Pricing might scare a lot of folks off the JCW version, which starts at $31,200, and there’s a $700 delivery fee. The test car went hog wild with options, including a black and beige leather interior that adds $1,500. Even the black metallic paint costs $500 extra. But add in all the electronics, the cool racing stripes, etc. and this model hit $38,450. That’s high.
But there’s hope for those of us who paid less than that for our first house. The base MINI Coupe with its 121-horse engine starts at a very approachable $21,300 and the S model at $24,600 and its souped up engine delivers 181 horses and 27 mpg city and 35 highway. THAT may be your most economical and fun route, maybe allowing your wallet to stretch just enough to add a few fun features, like the racing stripes!
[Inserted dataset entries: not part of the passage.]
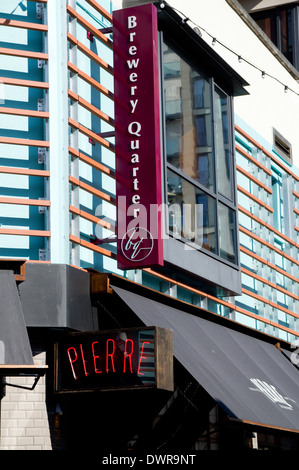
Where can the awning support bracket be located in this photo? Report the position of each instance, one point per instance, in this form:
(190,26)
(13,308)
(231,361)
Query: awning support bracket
(3,384)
FAST Stats: 2012 MINI JCW Cooper CoupeMade in: Oxford, England
Engine: 1.6-liter DI turbocharged I4, 208 hp
Transmission: 6-speed Getrag manual
Weight: 2,701 lbs.
Wheelbase: 97.1 in.
Cargo: 9.8 cu.ft.
Base Price: $31,200
Dealer’s Price: $28,162
Midnight black metallic paint, $500
Carbon black/beige punched leather interior, $1,500
MINI Connected w/Nav, voice command, Bluetooth, USB/iPod, $1,750
Sport suspension, $500
Chrome lined interior, $250
Black headlight housings, $100
Red sport stripes, $250
Chrome door mirror caps, $100
Center armrest, $250
Xenon headlights, $500
Harmon-Kardon sound system, $750
White turn signal lights, $100
Test Vehicle: $38,450
Sources: MINI, www.autos.yahoo.com
Photos: Courtesy of MINI
Hits: Super cute, racy black/red combo, excellent handling and power and good gas mileage. Car admits it’s just a two-seater, but offers good space in the trunk. Like the cool changeable overhead ambient light colors too.
Misses: Ouch, a super stiff ride and kitschy interior with too many circles and toggles and tiny buttons. Radio controls were the worst to adjust I’ve ever used, way too confusing and distracting to a driver.